Blockchain intelligence specialists at TRM Labs conducted a thorough on-chain review and identified roughly 70 addresses linked to the theft—about 16 more than those listed by Grinex itself.
The stolen funds, primarily USDT tokens on the TRON blockchain, were rapidly exchanged for TRX through the decentralized platform SunSwap.
All proceeds were then funneled into a single consolidation wallet, which held around 45.9 million TRX (valued at nearly $15 million) shortly after the incident.
TRM analysts also uncovered evidence that the same attacker struck a related Kyrgyzstani exchange called Tokenspot on or around April 15.
Two Tokenspot addresses routed small amounts—less than $5,000 total—to the identical TRON consolidation address used by the Grinex wallets.
Both platforms experienced brief outages at the same time, strongly suggesting a coordinated operation targeting interconnected infrastructure.
Elliptic’s independent analysis aligned closely with these findings, confirming outflows of about $15 million in USDT from Grinex-controlled accounts around midday UTC on April 16.

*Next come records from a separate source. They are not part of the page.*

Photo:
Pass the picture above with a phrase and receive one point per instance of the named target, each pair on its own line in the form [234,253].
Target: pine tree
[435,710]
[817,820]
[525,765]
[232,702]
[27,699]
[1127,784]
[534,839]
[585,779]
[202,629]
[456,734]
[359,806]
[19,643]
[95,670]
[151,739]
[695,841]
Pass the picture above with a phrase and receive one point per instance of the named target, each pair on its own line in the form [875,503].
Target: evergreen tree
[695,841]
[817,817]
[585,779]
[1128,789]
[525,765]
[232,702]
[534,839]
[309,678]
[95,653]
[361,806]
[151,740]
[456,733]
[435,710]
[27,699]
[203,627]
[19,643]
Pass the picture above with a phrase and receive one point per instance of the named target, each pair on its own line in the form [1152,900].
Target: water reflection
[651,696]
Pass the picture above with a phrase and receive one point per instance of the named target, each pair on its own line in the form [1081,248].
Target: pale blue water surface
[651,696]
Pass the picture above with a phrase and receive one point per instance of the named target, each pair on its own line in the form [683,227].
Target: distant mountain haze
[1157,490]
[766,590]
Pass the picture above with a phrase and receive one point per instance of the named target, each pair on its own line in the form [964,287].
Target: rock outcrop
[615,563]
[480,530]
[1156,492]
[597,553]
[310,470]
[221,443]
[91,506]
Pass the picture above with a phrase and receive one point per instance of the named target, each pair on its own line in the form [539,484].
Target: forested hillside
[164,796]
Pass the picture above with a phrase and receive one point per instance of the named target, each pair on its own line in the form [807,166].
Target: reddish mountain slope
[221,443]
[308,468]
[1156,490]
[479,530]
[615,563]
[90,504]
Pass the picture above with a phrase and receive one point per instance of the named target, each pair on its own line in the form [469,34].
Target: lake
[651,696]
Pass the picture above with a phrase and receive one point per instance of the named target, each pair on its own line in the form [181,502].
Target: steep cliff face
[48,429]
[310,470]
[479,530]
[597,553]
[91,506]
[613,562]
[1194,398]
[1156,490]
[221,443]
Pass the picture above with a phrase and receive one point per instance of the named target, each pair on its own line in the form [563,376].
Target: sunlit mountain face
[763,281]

The pilfered stablecoins were subsequently converted into TRX or ETH on the TRON and Ethereum networks, a common tactic to reduce the risk of immediate asset freezes by issuers such as Tether.
Grinex operates as the de facto successor to Garantex, a notorious Russian exchange that was dismantled by international law enforcement in March 2025 following years of facilitating illicit flows exceeding $100 billion, much of it tied to sanctioned entities.
Grinex was incorporated in late 2024 and quickly absorbed migrating users and liquidity from Garantex.
US authorities sanctioned the platform in August 2025, along with key individuals and the issuer of A7A5, a ruble-pegged stablecoin that has served as a cornerstone of Russia’s parallel payment systems.
Tokenspot, which has processed more than $4 billion in volume since late 2023, shows extensive on-chain overlaps with both Garantex and Grinex, including substantial transfers linked to broader sanctions-evasion networks and even illicit activities involving sanctioned groups.
TRM Labs assessed the breach as most likely an external cyber operation rather than an internal exit scam, citing the relatively modest sums taken from Tokenspot and the indiscriminate nature of the wallet targeting.
While Grinex has resumed limited communications, Tokenspot briefly announced technical maintenance before returning to service.
The concerning incident highlights the ongoing risks facing platforms embedded in high-risk sanctions circumvention ecosystems, where sophisticated attackers continue to exploit shared infrastructure despite heightened regulatory pressure. As investigations proceed, the full scope of the theft and any potential recovery efforts remain under scrutiny for now by global authorities and blockchain forensics teams.